Where's Claudia Schiffer when you need her?

While the rest of the world was drooling over its reunion with the German supermodel for its 30th anniversary campaign, Guess spent March 28 facing off in federal court against a formidable opponent: Gucci.

After filing a trademark infringement lawsuit against Guess and its footwear licensee, Mark Fisher Footwear, in 2009, the Italian label finally had its day in court, Women's Wear Daily reports.

Trial proceedings have kicked off in a U.S. District Court in New York City, with both labels delivering their opening statements as to whether or not Guess violated Gucci trademarks such as green and red stripes, diamond logos, and the block letter "G."

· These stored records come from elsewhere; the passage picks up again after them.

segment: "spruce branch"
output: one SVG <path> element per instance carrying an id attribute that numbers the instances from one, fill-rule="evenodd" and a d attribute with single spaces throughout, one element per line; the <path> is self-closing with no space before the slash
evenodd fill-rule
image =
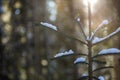
<path id="1" fill-rule="evenodd" d="M 82 41 L 82 40 L 80 40 L 80 39 L 77 39 L 77 38 L 75 38 L 75 37 L 73 37 L 73 36 L 70 36 L 70 35 L 68 35 L 68 34 L 66 34 L 66 33 L 63 33 L 62 31 L 58 31 L 58 28 L 57 28 L 56 26 L 50 24 L 50 23 L 40 22 L 40 24 L 41 24 L 42 26 L 45 26 L 45 27 L 47 27 L 47 28 L 50 28 L 50 29 L 52 29 L 52 30 L 54 30 L 54 31 L 62 34 L 62 35 L 65 36 L 65 37 L 68 37 L 68 38 L 70 38 L 70 39 L 72 39 L 72 40 L 75 40 L 75 41 L 78 41 L 78 42 L 80 42 L 80 43 L 82 43 L 82 44 L 86 44 L 86 45 L 87 45 L 86 42 L 84 42 L 84 41 Z"/>
<path id="2" fill-rule="evenodd" d="M 77 63 L 75 63 L 75 65 L 76 64 L 88 64 L 87 62 L 77 62 Z"/>
<path id="3" fill-rule="evenodd" d="M 120 27 L 116 29 L 116 31 L 112 32 L 111 34 L 109 34 L 108 36 L 104 37 L 104 38 L 100 38 L 98 41 L 94 41 L 92 42 L 93 45 L 96 45 L 98 43 L 104 42 L 108 39 L 110 39 L 111 37 L 115 36 L 116 34 L 120 33 Z"/>
<path id="4" fill-rule="evenodd" d="M 86 79 L 88 79 L 89 78 L 89 76 L 82 76 L 82 77 L 80 77 L 78 80 L 86 80 Z M 95 79 L 95 80 L 99 80 L 97 77 L 95 77 L 95 76 L 93 76 L 92 77 L 93 79 Z"/>
<path id="5" fill-rule="evenodd" d="M 112 56 L 120 55 L 120 53 L 97 54 L 97 55 L 93 56 L 93 58 L 98 58 L 98 57 L 101 57 L 101 56 L 107 57 L 107 56 L 110 56 L 110 55 L 112 55 Z"/>
<path id="6" fill-rule="evenodd" d="M 75 37 L 73 37 L 73 36 L 70 36 L 70 35 L 68 35 L 68 34 L 66 34 L 66 33 L 63 33 L 63 32 L 61 32 L 61 31 L 57 31 L 57 32 L 60 33 L 61 35 L 65 36 L 65 37 L 67 37 L 67 38 L 70 38 L 70 39 L 72 39 L 72 40 L 75 40 L 75 41 L 78 41 L 78 42 L 80 42 L 80 43 L 82 43 L 82 44 L 87 45 L 86 42 L 84 42 L 84 41 L 82 41 L 82 40 L 80 40 L 80 39 L 77 39 L 77 38 L 75 38 Z"/>
<path id="7" fill-rule="evenodd" d="M 98 54 L 93 56 L 93 58 L 97 58 L 101 56 L 109 56 L 109 55 L 120 55 L 120 50 L 117 48 L 103 49 Z"/>
<path id="8" fill-rule="evenodd" d="M 77 23 L 78 23 L 78 25 L 79 25 L 79 27 L 80 27 L 80 30 L 82 31 L 82 34 L 84 35 L 84 37 L 85 37 L 85 39 L 87 38 L 87 36 L 86 36 L 86 34 L 85 34 L 85 31 L 83 30 L 83 26 L 82 26 L 82 24 L 81 24 L 81 22 L 80 22 L 80 18 L 77 18 Z"/>
<path id="9" fill-rule="evenodd" d="M 75 54 L 69 54 L 69 55 L 64 55 L 64 56 L 60 56 L 60 57 L 53 57 L 53 58 L 50 58 L 51 60 L 57 60 L 57 59 L 61 59 L 61 58 L 64 58 L 64 57 L 73 57 L 73 56 L 88 56 L 86 54 L 82 54 L 82 53 L 75 53 Z"/>
<path id="10" fill-rule="evenodd" d="M 93 62 L 98 63 L 98 64 L 106 64 L 105 61 L 99 61 L 99 60 L 93 60 Z"/>
<path id="11" fill-rule="evenodd" d="M 86 61 L 85 57 L 78 57 L 75 61 L 74 64 L 88 64 L 88 62 Z"/>
<path id="12" fill-rule="evenodd" d="M 114 68 L 114 67 L 113 66 L 100 67 L 100 68 L 97 68 L 97 69 L 93 70 L 93 72 L 100 71 L 100 70 L 103 70 L 103 69 L 108 69 L 108 68 Z"/>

“This case is not about following fashion trends,” Gucci's attorney Louis Ederer told the court, accusing the "midmarket" Guess of copying more than $200 million in Gucci wares.

“It’s about a massive, complicated scheme to knock off Gucci’s best-known and iconic designs.”

According to Ederer, Guess' designs showed a "clear intent" to get customers to "think it's Gucci."

Guess was also no doubt licking its wounds over comments from its own attorney, Daniel Petrocelli, who argued that the brand was far less high-end than Gucci.

"Guess doesn’t slap a house name on a product, Guess screams its name, it surrounds you,” Petrocelli said. “Gucci uses leather, Guess uses plastic, that’s why it costs 100 bucks.”

While acknowledging that Guess stopped production on a red-and-green-striped shoe after Gucci cried foul, Petrocelli dismissed the idea that his client should be responsible for "years and years" of allegedly similar designs.

"Guess is not Gucci,” he added. “It has no reason to be like Gucci and it did not scheme to be like Gucci.”

The trial is expected to last three weeks. May the best G win!